One mitigation technique I’ve mentioned before is to have a database of questions, so that you know the expected results, but this doesn’t necessarily work well in a university environment, and doesn’t apply here as it was already noted that the exam was made from scratch.
But there’s another option. I’ve taken and TA’d several classes where grades were neither curved, strictly speaking, nor were graded on a standard “90 and above is an A” basis. The professor who taught the class for which I TA’d pointed out that the students had a hard time adjusting to the concept that the average score was going to be about 50, since they had never encountered that system before. When it first happened to me as an undergraduate, the professor put it rather succinctly — why bother asking a lot of questions that everybody can answer? If 65 is the lowest passing score, then you’re asking a whole bunch of points worth of questions that don’t demonstrate adequate knowledge of the material. The idea was to cut out 50 points of that and add in questions that do require “passing” knowledge to answer and adjust the grading accordingly. The exams were much more complete in testing comprehension, since you could ask more questions about a particular topic. It’s not unlike the strategy taken during oral exams — asking questions until the target can’t answer them anymore. That’s when you’ve tested the depth of knowledge and comprehension.
I have a lot of sympathy towards this idea (in fact both classes I’ve TAed for used this method). However, I think there are a few arguments against it which bear consideration:
1. Discouragement. It’s very discouraging to take a test and after say to yourself “I got about 60% right, so my grade is somewhere between A+ and D-” Frequently the cutoffs aren’t determined until the end of the semester when final grades are being assigned, so people have no idea what their grade is for the entire semester.
2. Learning.

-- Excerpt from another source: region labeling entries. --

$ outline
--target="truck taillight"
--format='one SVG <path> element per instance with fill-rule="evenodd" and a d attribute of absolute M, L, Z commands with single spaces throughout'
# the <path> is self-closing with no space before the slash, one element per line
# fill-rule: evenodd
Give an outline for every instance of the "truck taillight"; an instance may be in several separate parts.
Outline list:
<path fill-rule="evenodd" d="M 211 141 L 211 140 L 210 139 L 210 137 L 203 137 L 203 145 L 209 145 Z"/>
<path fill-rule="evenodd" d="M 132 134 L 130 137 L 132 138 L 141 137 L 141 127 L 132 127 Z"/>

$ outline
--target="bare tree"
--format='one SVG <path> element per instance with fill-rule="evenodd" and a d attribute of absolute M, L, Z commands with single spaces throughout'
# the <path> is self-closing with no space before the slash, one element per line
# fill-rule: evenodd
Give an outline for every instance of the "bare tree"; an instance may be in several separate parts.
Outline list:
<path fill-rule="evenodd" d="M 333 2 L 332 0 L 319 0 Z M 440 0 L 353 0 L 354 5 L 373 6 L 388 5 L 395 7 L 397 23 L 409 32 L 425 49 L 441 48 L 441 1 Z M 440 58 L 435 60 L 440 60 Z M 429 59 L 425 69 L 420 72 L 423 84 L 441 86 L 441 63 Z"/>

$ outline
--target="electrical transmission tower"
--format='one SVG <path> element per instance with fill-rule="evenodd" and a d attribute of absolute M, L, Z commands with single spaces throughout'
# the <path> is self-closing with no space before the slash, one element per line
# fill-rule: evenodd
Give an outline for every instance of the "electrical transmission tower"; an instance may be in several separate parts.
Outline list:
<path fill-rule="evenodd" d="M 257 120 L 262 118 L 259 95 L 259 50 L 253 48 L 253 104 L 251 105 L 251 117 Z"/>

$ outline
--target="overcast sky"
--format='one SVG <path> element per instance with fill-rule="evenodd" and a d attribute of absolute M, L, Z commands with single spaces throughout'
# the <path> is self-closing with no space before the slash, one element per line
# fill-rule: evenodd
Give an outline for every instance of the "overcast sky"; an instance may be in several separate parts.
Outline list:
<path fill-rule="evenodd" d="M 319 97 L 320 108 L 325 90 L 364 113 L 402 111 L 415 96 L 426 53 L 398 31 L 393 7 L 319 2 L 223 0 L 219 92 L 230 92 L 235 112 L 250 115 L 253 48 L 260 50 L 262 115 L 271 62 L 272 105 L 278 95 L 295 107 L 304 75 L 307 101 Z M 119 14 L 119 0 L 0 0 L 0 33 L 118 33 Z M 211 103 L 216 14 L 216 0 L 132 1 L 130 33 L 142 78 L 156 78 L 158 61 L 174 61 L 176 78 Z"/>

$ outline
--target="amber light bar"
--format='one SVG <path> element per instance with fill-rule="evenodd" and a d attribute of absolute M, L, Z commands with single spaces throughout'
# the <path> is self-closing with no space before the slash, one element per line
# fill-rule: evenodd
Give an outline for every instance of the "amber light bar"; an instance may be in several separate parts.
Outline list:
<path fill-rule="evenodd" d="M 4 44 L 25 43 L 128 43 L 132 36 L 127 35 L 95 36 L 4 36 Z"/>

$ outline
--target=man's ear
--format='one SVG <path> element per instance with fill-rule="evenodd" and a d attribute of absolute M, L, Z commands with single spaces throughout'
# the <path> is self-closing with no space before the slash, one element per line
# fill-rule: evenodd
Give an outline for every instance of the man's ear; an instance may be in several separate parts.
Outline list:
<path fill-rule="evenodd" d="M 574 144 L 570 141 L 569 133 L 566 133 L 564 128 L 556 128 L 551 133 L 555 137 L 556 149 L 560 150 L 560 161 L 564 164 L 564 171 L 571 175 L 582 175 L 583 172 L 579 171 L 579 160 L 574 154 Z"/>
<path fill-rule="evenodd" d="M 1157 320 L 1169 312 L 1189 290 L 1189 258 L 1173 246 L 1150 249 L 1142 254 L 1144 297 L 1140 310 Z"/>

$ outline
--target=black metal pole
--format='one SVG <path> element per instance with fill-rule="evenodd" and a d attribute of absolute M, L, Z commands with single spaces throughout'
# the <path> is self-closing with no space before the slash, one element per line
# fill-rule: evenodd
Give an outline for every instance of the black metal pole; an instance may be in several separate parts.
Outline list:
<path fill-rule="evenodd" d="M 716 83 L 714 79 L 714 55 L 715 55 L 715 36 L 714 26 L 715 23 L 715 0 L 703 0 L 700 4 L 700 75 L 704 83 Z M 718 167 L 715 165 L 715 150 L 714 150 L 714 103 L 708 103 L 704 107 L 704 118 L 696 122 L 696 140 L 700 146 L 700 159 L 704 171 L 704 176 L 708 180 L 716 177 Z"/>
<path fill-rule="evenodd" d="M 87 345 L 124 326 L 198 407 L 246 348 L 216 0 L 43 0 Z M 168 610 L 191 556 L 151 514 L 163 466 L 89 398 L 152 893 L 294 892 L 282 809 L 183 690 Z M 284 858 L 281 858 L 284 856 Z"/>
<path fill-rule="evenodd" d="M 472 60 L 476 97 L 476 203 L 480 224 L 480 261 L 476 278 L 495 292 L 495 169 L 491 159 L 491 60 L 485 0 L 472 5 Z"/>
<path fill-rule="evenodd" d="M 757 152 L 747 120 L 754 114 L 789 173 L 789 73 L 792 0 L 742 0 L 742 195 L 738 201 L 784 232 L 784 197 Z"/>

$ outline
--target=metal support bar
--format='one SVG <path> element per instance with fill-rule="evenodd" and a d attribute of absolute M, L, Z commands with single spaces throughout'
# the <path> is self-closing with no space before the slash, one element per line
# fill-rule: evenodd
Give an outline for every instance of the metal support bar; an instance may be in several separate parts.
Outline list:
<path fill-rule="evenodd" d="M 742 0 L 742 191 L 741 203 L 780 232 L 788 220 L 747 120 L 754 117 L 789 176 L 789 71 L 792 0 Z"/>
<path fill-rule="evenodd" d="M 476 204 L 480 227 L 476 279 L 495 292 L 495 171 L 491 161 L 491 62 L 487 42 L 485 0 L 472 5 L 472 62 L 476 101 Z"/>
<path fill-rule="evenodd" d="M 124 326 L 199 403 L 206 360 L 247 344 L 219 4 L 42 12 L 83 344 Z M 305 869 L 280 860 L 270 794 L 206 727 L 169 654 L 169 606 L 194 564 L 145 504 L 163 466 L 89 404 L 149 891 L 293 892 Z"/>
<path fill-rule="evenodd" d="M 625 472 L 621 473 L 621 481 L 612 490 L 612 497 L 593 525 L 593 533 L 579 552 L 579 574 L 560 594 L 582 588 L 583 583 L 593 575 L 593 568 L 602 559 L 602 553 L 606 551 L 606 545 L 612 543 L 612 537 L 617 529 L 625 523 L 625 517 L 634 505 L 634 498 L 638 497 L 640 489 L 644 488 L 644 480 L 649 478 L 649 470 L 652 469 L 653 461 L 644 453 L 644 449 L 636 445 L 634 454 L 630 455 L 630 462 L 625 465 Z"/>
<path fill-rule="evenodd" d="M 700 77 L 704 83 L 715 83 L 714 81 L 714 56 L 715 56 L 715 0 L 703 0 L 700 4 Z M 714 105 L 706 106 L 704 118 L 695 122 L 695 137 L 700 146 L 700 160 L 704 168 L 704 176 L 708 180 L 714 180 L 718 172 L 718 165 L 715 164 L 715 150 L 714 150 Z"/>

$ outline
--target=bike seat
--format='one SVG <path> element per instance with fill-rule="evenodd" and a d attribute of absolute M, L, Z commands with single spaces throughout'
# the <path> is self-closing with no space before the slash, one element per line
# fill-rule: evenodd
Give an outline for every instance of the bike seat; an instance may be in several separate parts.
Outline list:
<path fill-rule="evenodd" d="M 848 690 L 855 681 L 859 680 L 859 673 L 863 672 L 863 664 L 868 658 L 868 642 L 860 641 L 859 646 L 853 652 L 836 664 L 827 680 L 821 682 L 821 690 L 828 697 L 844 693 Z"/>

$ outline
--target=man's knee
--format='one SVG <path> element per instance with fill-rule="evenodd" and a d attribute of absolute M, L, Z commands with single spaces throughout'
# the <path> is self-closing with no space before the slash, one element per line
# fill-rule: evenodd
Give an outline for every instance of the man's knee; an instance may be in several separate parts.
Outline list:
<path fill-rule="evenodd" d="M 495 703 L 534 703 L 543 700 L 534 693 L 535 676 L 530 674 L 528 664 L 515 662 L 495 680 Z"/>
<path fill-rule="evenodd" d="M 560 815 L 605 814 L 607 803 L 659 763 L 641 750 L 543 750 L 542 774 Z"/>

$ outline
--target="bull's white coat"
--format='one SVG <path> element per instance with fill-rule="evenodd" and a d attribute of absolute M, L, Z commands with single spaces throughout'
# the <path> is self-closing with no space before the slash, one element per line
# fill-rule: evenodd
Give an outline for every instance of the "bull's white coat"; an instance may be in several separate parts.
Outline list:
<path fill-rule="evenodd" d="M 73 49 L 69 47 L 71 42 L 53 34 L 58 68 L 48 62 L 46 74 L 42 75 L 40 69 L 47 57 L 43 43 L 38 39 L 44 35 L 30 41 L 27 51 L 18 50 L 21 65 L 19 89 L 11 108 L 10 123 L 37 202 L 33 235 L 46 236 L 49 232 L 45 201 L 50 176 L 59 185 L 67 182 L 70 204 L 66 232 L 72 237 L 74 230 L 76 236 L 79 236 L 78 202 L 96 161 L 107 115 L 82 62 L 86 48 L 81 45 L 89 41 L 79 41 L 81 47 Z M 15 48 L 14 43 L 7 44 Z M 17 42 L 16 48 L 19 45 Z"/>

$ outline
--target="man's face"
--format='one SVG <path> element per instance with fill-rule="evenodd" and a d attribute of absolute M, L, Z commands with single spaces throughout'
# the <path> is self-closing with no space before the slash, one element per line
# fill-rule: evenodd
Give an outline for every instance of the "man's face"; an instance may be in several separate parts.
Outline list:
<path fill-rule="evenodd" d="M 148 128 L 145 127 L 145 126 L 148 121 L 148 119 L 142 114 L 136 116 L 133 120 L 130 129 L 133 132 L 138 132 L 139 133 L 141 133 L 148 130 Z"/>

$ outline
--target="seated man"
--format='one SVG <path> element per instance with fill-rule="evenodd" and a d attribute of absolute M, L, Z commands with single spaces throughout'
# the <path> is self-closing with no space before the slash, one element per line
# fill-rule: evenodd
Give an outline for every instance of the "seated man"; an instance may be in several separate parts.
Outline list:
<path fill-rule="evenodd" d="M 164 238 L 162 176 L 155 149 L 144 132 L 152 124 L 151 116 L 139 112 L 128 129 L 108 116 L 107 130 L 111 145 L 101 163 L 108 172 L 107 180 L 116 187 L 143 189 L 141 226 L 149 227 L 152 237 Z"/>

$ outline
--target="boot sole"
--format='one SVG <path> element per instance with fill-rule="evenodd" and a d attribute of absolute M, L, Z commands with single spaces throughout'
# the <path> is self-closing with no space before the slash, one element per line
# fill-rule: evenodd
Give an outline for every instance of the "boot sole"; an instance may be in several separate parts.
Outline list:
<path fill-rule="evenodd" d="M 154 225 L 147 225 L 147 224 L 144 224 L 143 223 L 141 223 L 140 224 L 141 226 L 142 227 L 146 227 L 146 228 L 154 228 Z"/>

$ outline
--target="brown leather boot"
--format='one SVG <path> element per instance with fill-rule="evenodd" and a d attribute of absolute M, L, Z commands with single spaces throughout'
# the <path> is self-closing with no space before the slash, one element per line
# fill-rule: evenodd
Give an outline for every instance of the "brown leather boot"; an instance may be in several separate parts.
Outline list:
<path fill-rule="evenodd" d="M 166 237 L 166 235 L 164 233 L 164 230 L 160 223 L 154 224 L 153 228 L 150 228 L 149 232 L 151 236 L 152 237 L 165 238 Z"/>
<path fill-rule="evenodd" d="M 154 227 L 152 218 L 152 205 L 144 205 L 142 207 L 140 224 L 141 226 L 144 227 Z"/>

Exams are imbued with huge importance compared to homework, so they stick in students’ minds better. I can still remember questions I got wrong and right on tests in classes where I can’t recall a single homework assignment. If you give the students a bunch of problems they can do, then they get more practice doing them. If you give them a bunch of questions they can’t, then they don’t even attempt most of them.
3. Pacing. Undergraduates are frequently quite bad at estimating how difficult a problem is, so tests designed with this framework may end up testing how well students decide “this problem is too hard, I should skip it” than how well they know the material. (Of course those are related, but not the same thing.)
On the other hand this method does mean that you’re much less likely to make a test too easy (which I think is probably worse than making it too hard since students can’t do better than getting all the questions right). It also means that all levels of students can be challenged by the exam, so the smartest ones still have to study.
I think that take-home exams alleviate some of these problems, but have issues all their own.
You know Arrow’s no-go theorem which says you can’t have a voting system which obeys three reasonable conditions? I bet something similar holds for grading: there will always be some combination of student performances which leads to a completely unacceptable result.